But surely Jack Ramsdale must have eaten more salt than ever boy of ten ate before if he did not work enough for it, for it was Jack here, and Jack there, all day long. Jack did everybody's errands; Jack drew Mrs. Small's baby-grandchild in its little covered wagon; Jack scoured the knives; Jack brought the wood; Jack picked berries; Jack weeded flower-beds. From being an idle little chap, in everybody's way, as he had been in his father's time, he was pressed right into hard service, for more hours in the day than any man worked about the place.

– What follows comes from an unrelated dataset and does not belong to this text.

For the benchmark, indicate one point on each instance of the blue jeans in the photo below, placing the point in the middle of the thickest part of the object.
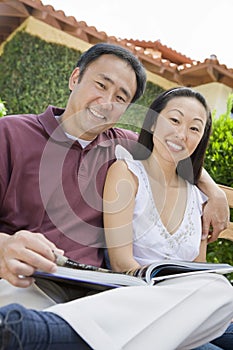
(224, 342)
(24, 329)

Now work is good for boys, but all work and no play--worse yet, all work and no love--is not good for any one. Jack grew bitter; and where he dared to be cruel, he was cruel; where he dared to be insolent, he was insolent. Not toward Deacon Small, however, were these qualities displayed. The deacon was a hard master, and the boy feared, and hated, and obeyed him. But as the years went on, five of them, he grew to be generally considered a bad boy. At fifteen he was strong of his age, a man, almost, in size.

His schooling had been confined to the short winter terms, and he had always been the terror of every successive schoolmaster.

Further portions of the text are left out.